If you right click your text and click “explode text” each letter will act as its own face
Awesome tip! I did not know that - will try that out next time - thank you!!
Pretty useful one, thanks a lot !
Center rectangle. Brilliant. I feel so dumb for how l’ve drawn rectangles up to now 😂
Lol
Negative taper is allowed.
What do you mean?
@@ShopTherapy623 The taper angle for extruding the text can be a positive angle or a negative angle depending on if you want to grow it larger or smaller as it extrudes. The reason your text extrusions were failing with larger taper angles is because they had geometry that was intersecting itself. ie. a single digit would get too fat and fusion doesn't know what you want it to do.
It's better to do tapers that get smaller so your starting position is the exact size that you want and the rest gets tapered until it becomes a sharp point/edge if you try to go too far. Doing it this way also makes it so that you could press the text into the concrete and have it be the exact size that you drew it as by pressing it all the way in (add an extra lip on the edge of the stamp or a handle on the back to pull it out)

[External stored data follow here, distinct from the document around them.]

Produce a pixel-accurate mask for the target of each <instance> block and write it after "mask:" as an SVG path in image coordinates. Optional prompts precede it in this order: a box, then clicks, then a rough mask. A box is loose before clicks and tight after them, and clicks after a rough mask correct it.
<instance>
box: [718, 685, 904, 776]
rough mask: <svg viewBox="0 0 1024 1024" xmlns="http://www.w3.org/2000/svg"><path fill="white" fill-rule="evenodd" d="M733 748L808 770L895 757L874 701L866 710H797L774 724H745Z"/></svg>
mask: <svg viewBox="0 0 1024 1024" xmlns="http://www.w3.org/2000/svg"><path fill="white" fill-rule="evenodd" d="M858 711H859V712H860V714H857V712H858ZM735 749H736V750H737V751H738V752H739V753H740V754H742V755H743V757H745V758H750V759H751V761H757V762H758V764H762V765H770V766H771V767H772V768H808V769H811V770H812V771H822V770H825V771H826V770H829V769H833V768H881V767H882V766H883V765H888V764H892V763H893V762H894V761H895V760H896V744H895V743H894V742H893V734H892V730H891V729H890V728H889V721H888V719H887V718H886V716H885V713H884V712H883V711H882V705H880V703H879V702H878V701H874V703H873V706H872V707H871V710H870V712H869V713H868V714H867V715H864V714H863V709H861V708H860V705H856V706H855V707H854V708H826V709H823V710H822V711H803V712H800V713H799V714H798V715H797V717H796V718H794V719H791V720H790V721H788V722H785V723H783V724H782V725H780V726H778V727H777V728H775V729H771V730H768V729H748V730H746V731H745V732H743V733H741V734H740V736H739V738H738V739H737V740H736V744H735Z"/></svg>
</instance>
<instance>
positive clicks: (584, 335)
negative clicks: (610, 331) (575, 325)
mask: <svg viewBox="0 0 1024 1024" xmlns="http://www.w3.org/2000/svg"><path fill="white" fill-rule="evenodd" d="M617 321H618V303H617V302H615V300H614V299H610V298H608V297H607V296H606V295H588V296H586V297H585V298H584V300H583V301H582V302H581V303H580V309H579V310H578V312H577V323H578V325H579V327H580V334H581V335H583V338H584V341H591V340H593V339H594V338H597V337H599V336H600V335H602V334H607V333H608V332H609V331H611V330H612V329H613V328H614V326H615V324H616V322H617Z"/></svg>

@@pHuzi0n yes I’m aware you can do a negative taper angle, but that’s not what I wanted to do. The starting letters were the exact size I wanted, and then wanted them to get wider. This taper allows the letters to slip out of the concrete easier. If you taper inward (negative taper), the letters become distorted. The reason I did what I did was to get around the errors.
@@ShopTherapy623 OK, after trying it myself I see why you went the way you did. Fusion made some ugly surfaces.
I tried a different way extruding the text straight/no draft. To get the angle on the sides so it doesn't stick, I used the chamfer tool and set the type to 2 distance. I used 0.2 to 0.5 for the x expansion, and the Y distance was the same as my letter extrude thickness. This seemed less picky about the overlapping bodies if it created any.
Then I selected the faces of the numbers. You might have to swap the two chamfer dimensions to get it right.
This way I could edit the text and change it for 2025.
Can't wait to see how it turned out when you stamped the concrete.
@@norseengineer I posted a shorts video of me stamping it. It worked really well. However, in the video I didn’t push down very hard. I ended up going back out afterwards with a little rubber hammer and giving it some light taps to deboss it even more. I didn’t show it, but I lightly sprayed the stamp with cooking oil before stamping it.